#author: Ana Lucic
#title: specifies steps for idf calculation using R

#This script provides the outline of the steps you can follow in order to complete Assignment 6 using R.
#There are multiple ways to complete Assignment 6 in R and if you found a different solution, this is perfectly fine. 
#There are also multiple and different ways to complete this assignment using different programming languages but  
#these instructions are particularly geared towards the students who are keen to complete this assignment in R.
#It provides guidance in terms of processes that are needed and it gives some suggestions in terms of which packages and functions to use. 
#You will need to figure out which functions to use and how to use them.

#Step 1
#the following are useful libraries to have handy when starting this assignment. 

require(tm)
## Loading required package: tm
## Loading required package: NLP
require(slam)
## Loading required package: slam
require(NLP)

#Step 2 -- specifying the file path

#start by specifying file path to your folder with Assignment 6 files; replace with the path to your folder
pathToData <- "C:\\Users\\Ana\\Documents\\LIS\\Text Mining\\Part1"

# Step 3 -- creating a corpus

#tm package has a useful function Corpus which reads in a corpus. It also provides 
#the argument recursive=TRUE which allows you to loop through the directories and folders of a corpus
#without specifying the for loop. 
#readerControl option specifies how the content of the directories will be read to get to individual files. 
#Example:

abstracts <- Corpus(DirSource(pathToData, recursive = TRUE), 
                    readerControl = list(reader = readPlain))

#Step 4 -- eliminating stopwords, punctuation, converting to lower case

#once the documents have been read, it will be good to create a TermDocumentMatrix, a matrix that contains
#terms and information about whether or not the term appears in the document or not. 
#Before that you want to remove stopwords, punctuation, and convert to lower case. 
#the following link provides information on how to do this: 
#http://www.inside-r.org/packages/cran/tm/docs/as.TermDocumentMatrix

#Step 5 -- how to represent terms in the documents? 

#For idf, binary format, 1 and 0 looks particularly suitable.  We don't want actual term frequencies in the document but only whether or not the term appears in the document.
#tm package contains WeightBin function (more information here: http://www.inside-r.org/packages/cran/tm/docs/weightBin) which allows you to indicate whether the term is present or not in the document.

#Step 6 -- you will now likely have a very large array

#If you run into any issues with running or creating such a large array or reading information from all the files, it may be good to increase the memory size.
#Thanks to Craig Evans, here is the link on how to do that: http://answers.stat.ucla.edu/groups/answers/wiki/0e7c9/Increasing_Memory_in_R.html
#Also, running R using command line interface rather than RStudio may also provide the solution for (default) limited memory size of RStudio.
#Another option is to do the processing in chunks, first process the files from one folder and then save the information, then another and then another. 
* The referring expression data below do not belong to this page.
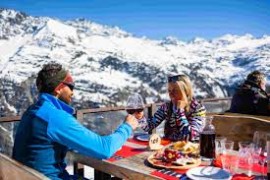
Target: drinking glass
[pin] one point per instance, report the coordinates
(260, 139)
(220, 145)
(245, 155)
(135, 106)
(229, 161)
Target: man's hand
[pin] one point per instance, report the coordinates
(138, 115)
(132, 121)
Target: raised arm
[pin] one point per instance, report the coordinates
(151, 123)
(191, 125)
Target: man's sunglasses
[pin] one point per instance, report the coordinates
(174, 78)
(69, 85)
(132, 111)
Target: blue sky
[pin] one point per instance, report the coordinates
(184, 19)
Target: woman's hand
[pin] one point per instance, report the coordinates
(132, 121)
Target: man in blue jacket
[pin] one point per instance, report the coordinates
(48, 129)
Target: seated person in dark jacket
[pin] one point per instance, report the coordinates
(48, 128)
(251, 97)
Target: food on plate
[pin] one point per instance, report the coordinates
(177, 155)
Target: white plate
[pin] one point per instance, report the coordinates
(143, 137)
(208, 172)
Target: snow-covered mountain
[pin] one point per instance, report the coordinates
(109, 63)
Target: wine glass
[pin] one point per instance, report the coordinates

#After creating a TermDocumentMatrix, you will likely be interested in collapsing some of the information in it because it is a very, very sparse array.

#Step 7 -- luckily, there is slam package in R http://www.inside-r.org/packages/cran/slam/docs/col_sums

#slam package in R has some nice options for reducing and aggregating information from large sparse arrays.
#I suggest you check out the functions of slam package and see if there is any function you can use to collapse the information on a particular dimension (hint: columns)

#Step 8 -- after collapsing and reducing the size of the big matrix you would want to save the result as a data frame (easier to run some functions on a data frame). 
#First save as a matrix and then as a data frame. 

#Step 9 -- getting close to getting the idf

#Once you have the information about document frequency for each term  saved in a data frame, you will be interested in applying a function to each row and this can be done through apply() function.
#The number of documents can be easily obtained from earlier steps, more particularly from the dimension (dim()) of the large array created in Step 6. 
#Now you need all the information that you need in order to come up with the idf calculation. You just need to apply the idf function to each of the rows/terms (http://petewerner.blogspot.com/2012/12/using-apply-sapply-lapply-in-r.html)

#Step 10 -- sorting the idf score and writing it out to a file

#This seems like lots of steps but they can all be completed with the right functions and packages. 

#Good luck and feel free to ask questions!